Gentamisin ve MnCl2’in karaciğer ve böbrek arginaz aktivitesi üzerine etkisinin araştırıldığı bu çalışmada MnCl2’in arginaz aktivitesini düşük dozlarda artırıp, yüksek dozlarda inhibe etmesi mevcut çalışmalarla uyumludur. Ancak böbrek dokusunda yüksek dozunun da aktiviteyi arttırması, bu çalışmalarla tezat teşkil etmiş olsa da sonuç olarak bu durum Mn+2’ın arginazın bir aktivatörü olduğu tekrar göstermektedir.
Ayyıldız ve ark. 25 tarafından yapılan çalışmada saflaştırılmış sığır karaciğer arginaz enzimi üzerine 1-8 mM konsantrasyonlarında gentamisin uygulanmış ve gentamisinin arginaz aktivitesi üzerine herhangi bir etkisi olmadığı tespit edilmiştir. Ancak bizim çalışmamızda gentamisinin arginaz aktivitesi üzerine direk etkisine değil, yüksek dozda gentamisin uygulanmasının hasarlı dokudaki arginaz aktivitesi üzerine etkisine bakıldı. Yukarıdaki çalışmalardan da anlaşılacağı gibi arginaz, yangı bölgesinde NOS yolunu baskılaması hücre proliferasyonu ve matriks üretimi için gerekli olan poliaminler ve prolin sentezini uyarması açısından gereklidir.
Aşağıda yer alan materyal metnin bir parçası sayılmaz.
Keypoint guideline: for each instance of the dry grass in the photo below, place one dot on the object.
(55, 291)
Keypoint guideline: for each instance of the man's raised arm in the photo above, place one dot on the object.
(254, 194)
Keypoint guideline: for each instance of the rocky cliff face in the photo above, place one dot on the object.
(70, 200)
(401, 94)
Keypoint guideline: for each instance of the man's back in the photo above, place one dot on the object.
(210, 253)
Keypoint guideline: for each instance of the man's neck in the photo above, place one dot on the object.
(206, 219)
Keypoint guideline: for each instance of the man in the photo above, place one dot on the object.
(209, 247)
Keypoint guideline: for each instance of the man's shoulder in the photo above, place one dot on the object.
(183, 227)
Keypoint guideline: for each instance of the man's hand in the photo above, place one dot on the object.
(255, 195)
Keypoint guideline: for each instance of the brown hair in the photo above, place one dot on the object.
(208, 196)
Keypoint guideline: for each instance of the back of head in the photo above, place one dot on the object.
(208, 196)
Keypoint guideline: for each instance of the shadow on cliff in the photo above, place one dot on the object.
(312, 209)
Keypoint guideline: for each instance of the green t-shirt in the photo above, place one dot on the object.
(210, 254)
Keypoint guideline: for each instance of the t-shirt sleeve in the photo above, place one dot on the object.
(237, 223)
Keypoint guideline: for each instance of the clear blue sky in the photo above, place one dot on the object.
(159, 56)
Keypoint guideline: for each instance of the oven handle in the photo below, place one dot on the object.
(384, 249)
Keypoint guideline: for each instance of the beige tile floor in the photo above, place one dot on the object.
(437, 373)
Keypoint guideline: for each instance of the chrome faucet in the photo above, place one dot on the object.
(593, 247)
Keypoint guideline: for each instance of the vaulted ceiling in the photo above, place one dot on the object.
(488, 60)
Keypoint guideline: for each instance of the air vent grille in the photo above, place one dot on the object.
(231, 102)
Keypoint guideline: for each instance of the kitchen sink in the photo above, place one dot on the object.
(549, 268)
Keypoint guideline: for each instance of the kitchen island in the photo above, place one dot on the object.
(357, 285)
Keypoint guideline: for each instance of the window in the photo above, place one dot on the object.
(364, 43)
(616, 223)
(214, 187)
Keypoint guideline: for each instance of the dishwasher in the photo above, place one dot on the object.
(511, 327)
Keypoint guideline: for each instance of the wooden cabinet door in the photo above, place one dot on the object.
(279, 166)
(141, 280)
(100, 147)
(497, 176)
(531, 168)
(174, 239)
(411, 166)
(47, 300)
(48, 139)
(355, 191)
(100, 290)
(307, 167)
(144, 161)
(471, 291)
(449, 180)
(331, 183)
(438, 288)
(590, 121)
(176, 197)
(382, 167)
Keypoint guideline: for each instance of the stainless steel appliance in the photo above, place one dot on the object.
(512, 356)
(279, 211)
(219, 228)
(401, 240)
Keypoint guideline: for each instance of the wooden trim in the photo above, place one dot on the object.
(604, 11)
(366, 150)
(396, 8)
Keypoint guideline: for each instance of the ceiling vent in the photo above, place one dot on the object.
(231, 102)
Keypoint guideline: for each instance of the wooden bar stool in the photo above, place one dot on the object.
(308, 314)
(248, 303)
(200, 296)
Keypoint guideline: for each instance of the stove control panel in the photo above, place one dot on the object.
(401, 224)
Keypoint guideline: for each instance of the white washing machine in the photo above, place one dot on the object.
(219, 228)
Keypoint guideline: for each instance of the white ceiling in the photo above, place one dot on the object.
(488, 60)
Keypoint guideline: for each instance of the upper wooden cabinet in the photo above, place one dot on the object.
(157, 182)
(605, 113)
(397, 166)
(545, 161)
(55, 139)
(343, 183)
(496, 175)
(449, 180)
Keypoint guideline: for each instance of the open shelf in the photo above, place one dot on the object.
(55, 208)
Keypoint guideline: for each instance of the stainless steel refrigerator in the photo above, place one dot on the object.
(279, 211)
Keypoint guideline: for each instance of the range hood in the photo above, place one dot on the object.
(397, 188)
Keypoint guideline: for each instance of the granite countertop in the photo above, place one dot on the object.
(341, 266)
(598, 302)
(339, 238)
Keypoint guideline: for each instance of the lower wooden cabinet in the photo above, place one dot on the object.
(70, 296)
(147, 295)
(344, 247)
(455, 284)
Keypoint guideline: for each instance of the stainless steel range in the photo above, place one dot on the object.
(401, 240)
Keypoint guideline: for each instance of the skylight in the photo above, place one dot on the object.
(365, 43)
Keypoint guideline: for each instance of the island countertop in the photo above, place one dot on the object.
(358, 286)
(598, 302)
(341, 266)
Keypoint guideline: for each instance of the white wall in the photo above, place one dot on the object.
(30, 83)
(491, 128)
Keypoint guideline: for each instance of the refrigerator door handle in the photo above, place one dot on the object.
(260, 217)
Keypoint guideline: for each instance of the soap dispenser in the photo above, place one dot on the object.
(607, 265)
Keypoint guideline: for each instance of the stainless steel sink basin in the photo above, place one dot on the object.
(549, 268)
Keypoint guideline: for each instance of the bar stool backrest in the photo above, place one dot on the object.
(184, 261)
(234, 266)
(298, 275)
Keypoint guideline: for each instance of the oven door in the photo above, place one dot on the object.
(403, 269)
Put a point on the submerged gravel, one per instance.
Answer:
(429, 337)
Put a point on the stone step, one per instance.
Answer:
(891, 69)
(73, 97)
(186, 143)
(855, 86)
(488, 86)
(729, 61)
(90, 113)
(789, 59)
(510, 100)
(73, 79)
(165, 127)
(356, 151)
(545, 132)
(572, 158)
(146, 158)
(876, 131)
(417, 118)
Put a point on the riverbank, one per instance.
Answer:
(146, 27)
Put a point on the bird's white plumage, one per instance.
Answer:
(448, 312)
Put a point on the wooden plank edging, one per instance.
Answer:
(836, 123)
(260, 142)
Gentamisinin uygulamasının özellikle böbreklerde hasara sebep olduğu 2-4, böbrekteki yangının iyileşme aşamasında arginaz aktivitesinin arttığı 24 ve enzimdeki aktivite artışının MnCl2 tarafından uyarıldığı 17-20 deneysel çalışmalarla ispatlanmıştır. Gentamisin uygulamasının böbreklerde oluşturduğu hasar histo-patolojik olarak Ateşşahin ve ark. 2 tarafından da doğrulanmıştır.
Sonuç olarak, bu çalışmada, antibiyotik tedavisi sırasında oluşan karaciğer ve böbrek hasarının azaltılması için özellikle düşük dozda MnCl2 uygulanmasının arginaz enzim aktivitesini arttırmak suretiyle iyileşmeye yardımcı olabileceği kanaatine varılmıştır.